Je pense qu’il y a toutes sortes de problèmes de recrutement pour les services de police et que les pratiques de recrutement dans la plupart des grands ministères finissent par reproduire un type particulier d’agent. Mais cela étant dit, l’une des choses qui en est ressortie est que j’ai lancé un programme qui est une collaboration entre Georgetown Law et le département de la police métropolitaine de DC qui amène les agents dans une série d’ateliers où ils parlent de toutes ces questions difficiles. . Par exemple, que faisons-nous et ce système est-il si raciste que même une bonne police a un impact raciste, et pourquoi la police est-elle si violente? Et à la suite de ce programme, qui était initialement destiné à un petit groupe de jeunes officiers qui sont passés par un processus de sélection compétitif, nous avons commencé à proposer le même contenu à toutes les recrues de l’académie, et nous avons commencé à amener le même invité. orateurs, qui rencontraient nos collègues pour parler à l’académie. Nous faisions des évaluations après chaque session, et les recrues ont adoré. À chaque évaluation, il y avait toujours une personne qui disait: «C’est stupide. Je ne vois pas pourquoi nous avons dû écouter. Vous auriez toujours cette personne, mais dans une très grande majorité, les recrues, et ce sont souvent de jeunes enfants, disaient à quel point elles étaient heureuses d’avoir l’occasion d’avoir ces conversations. Alors je pense qu’il y a une vraie faim.

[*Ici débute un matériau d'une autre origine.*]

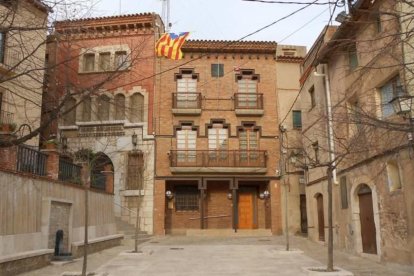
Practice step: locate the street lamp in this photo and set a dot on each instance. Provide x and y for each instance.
(134, 140)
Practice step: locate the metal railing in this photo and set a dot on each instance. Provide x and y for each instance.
(187, 100)
(6, 117)
(218, 158)
(69, 172)
(248, 101)
(31, 161)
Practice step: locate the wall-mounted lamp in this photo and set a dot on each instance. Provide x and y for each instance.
(64, 142)
(230, 195)
(169, 194)
(134, 139)
(264, 195)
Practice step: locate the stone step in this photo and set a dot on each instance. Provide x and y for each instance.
(229, 233)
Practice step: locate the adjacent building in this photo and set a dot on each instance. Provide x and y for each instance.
(101, 72)
(350, 76)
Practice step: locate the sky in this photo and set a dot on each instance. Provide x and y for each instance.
(232, 19)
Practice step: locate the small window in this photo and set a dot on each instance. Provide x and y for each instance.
(135, 166)
(388, 91)
(121, 60)
(344, 192)
(89, 62)
(297, 119)
(186, 198)
(2, 46)
(104, 61)
(312, 96)
(217, 70)
(353, 57)
(394, 178)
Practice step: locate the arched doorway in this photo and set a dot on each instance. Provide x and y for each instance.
(321, 218)
(102, 173)
(366, 217)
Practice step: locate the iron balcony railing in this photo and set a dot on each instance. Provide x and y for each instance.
(186, 100)
(31, 161)
(248, 101)
(6, 117)
(218, 158)
(69, 172)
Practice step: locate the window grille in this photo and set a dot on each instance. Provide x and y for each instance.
(186, 198)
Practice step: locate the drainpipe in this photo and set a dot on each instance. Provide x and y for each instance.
(331, 145)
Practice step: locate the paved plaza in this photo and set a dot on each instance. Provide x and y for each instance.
(181, 255)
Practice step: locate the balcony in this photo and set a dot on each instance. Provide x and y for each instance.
(248, 104)
(186, 103)
(218, 161)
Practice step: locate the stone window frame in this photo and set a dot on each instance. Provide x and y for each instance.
(97, 51)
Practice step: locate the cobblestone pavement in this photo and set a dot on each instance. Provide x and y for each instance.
(180, 255)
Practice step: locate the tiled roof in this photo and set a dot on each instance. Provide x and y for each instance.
(107, 17)
(230, 46)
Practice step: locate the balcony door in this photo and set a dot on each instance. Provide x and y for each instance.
(217, 145)
(249, 145)
(186, 146)
(187, 91)
(247, 93)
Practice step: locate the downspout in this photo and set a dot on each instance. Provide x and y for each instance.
(331, 145)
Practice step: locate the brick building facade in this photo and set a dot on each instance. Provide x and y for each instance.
(100, 71)
(217, 147)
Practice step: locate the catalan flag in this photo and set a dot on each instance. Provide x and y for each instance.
(169, 45)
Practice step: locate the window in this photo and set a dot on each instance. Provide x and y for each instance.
(86, 109)
(89, 62)
(353, 57)
(312, 96)
(217, 137)
(394, 178)
(186, 145)
(187, 91)
(104, 61)
(297, 119)
(217, 70)
(136, 108)
(390, 90)
(121, 60)
(378, 23)
(249, 144)
(354, 118)
(103, 108)
(119, 107)
(344, 192)
(69, 117)
(186, 198)
(247, 92)
(2, 46)
(135, 165)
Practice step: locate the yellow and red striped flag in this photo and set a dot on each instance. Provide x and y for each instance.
(169, 45)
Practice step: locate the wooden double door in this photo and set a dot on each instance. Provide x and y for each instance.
(247, 208)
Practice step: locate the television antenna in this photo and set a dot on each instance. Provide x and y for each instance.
(165, 14)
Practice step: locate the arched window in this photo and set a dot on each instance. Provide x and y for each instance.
(119, 107)
(86, 109)
(103, 108)
(137, 108)
(69, 117)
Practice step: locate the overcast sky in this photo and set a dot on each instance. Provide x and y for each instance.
(231, 19)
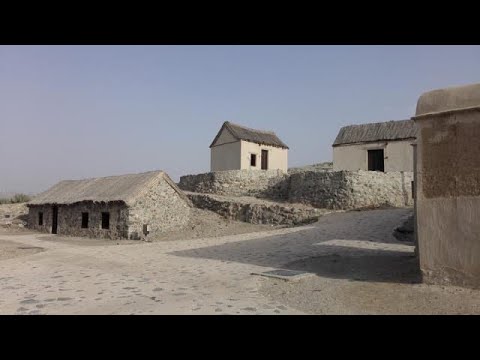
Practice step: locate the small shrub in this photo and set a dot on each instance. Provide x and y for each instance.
(18, 198)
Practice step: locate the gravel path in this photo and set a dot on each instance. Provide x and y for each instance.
(359, 267)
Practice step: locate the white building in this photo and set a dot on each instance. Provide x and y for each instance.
(237, 148)
(382, 146)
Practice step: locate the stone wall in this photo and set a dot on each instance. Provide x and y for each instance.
(161, 207)
(13, 215)
(271, 184)
(256, 211)
(351, 190)
(338, 190)
(70, 219)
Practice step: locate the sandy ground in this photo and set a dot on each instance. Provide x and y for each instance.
(206, 223)
(10, 249)
(355, 266)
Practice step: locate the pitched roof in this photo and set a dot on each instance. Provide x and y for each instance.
(124, 188)
(390, 130)
(256, 136)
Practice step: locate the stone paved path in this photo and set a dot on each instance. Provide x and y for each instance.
(200, 276)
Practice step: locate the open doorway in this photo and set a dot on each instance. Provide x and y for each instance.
(54, 219)
(264, 159)
(376, 160)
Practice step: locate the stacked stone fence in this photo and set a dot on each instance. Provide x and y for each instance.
(351, 189)
(271, 184)
(338, 190)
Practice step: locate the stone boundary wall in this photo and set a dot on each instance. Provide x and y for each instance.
(337, 190)
(272, 184)
(13, 215)
(351, 189)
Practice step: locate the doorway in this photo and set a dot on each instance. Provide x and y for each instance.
(54, 219)
(376, 160)
(264, 159)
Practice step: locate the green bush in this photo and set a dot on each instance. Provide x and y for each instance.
(18, 198)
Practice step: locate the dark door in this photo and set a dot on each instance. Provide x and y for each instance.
(264, 159)
(375, 160)
(54, 219)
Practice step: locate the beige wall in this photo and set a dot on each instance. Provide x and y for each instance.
(398, 156)
(225, 138)
(448, 186)
(225, 157)
(277, 157)
(448, 198)
(231, 154)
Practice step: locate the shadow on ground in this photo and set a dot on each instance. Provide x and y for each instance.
(307, 249)
(365, 265)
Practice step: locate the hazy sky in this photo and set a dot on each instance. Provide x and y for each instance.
(70, 112)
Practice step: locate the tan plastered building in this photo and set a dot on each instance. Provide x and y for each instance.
(384, 146)
(239, 148)
(448, 185)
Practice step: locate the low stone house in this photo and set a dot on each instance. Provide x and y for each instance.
(127, 206)
(384, 146)
(240, 148)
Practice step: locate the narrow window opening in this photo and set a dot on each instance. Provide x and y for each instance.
(376, 160)
(84, 220)
(105, 220)
(253, 159)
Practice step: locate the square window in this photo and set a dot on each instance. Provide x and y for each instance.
(84, 220)
(253, 159)
(105, 220)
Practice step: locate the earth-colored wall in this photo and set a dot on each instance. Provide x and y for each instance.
(266, 183)
(398, 156)
(160, 207)
(70, 219)
(277, 157)
(351, 189)
(225, 157)
(231, 154)
(448, 189)
(322, 189)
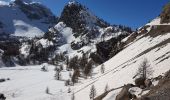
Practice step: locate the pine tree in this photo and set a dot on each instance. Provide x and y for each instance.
(75, 76)
(106, 88)
(102, 68)
(69, 90)
(144, 70)
(58, 75)
(47, 90)
(92, 92)
(73, 96)
(88, 68)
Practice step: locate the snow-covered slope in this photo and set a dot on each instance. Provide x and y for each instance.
(17, 22)
(122, 67)
(119, 70)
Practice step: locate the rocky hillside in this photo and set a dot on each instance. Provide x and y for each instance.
(25, 19)
(96, 38)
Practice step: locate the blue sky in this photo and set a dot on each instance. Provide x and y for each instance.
(133, 13)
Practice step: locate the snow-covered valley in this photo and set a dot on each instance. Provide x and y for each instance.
(69, 61)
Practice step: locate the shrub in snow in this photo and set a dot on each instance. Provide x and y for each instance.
(2, 96)
(69, 90)
(2, 80)
(88, 68)
(124, 94)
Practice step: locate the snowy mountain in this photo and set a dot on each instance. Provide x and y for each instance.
(68, 38)
(101, 66)
(21, 18)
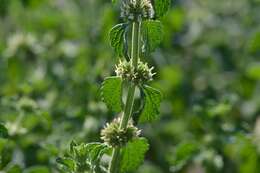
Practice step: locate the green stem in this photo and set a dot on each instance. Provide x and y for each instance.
(135, 49)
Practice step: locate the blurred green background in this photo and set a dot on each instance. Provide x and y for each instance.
(54, 54)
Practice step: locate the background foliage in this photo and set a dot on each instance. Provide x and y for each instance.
(54, 55)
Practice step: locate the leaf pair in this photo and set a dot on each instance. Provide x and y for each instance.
(133, 155)
(84, 158)
(111, 92)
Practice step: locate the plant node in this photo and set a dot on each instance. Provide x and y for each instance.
(114, 136)
(135, 10)
(139, 75)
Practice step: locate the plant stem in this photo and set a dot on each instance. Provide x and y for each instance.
(128, 109)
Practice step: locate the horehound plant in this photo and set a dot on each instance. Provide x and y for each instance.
(133, 41)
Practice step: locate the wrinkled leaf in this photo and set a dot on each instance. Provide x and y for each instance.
(111, 93)
(133, 155)
(152, 102)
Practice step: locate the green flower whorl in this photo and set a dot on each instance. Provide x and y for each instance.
(140, 75)
(137, 9)
(114, 136)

Je pense qu’il y a une poignée de personnes qui se lancent dans la police parce que ce sont des brutes qui veulent avoir des armes et diriger les gens. Mais je ne pense pas que ce soit le profil de la personne typique. Je pense que la personne typique se lance dans la police en tant qu’idéaliste. Ils considèrent cela comme le moyen d’aider la communauté. Une grande partie de cela leur échappe au fil des ans.

Les gens disent que la formation militaire a un effet similaire. À quel point est-ce intentionnel avec la police?

Moitié-moitié. Et je dois dire qu’une énorme différence entre la police et l’armée est que nous avons une seule armée qui rend compte à un secrétaire à la Défense qui rend compte à un président. C’est une organisation unifiée, bien qu’elle soit vaste. Il y a environ 18 000 organismes d’application de la loi aux États-Unis, et ils ne se parlent pas nécessairement, n’est-ce pas? Ils ne pensent pas travailler les uns pour les autres. C’est donc extrêmement décentralisé et la plupart des généralisations sont vraiment périlleuses parce que les services de police sont si variés. Vous rencontrez certainement de nombreux flics qui vous diront: «J’ai besoin d’agents qui comprennent qu’ils opèrent dans une hiérarchie, qui comprennent qu’ils doivent faire des trucs merdiques qu’ils n’aiment pas faire tout le temps.» Donc, une partie est délibérée, mais c’est presque trop généreux parce qu’une bonne partie de cela n’est que de la paresse institutionnelle et de l’inertie bureaucratique. «Nous le faisons parce que nous l’avons fait de cette façon.»

Dans le livre, vous écrivez que vous doutez que la plupart des arrestations que vous avez effectuées aient aidé la communauté et, dans le très grand nombre de cas, l’arrestation des auteurs «n’a rien accompli de valeur». Pourquoi était-ce?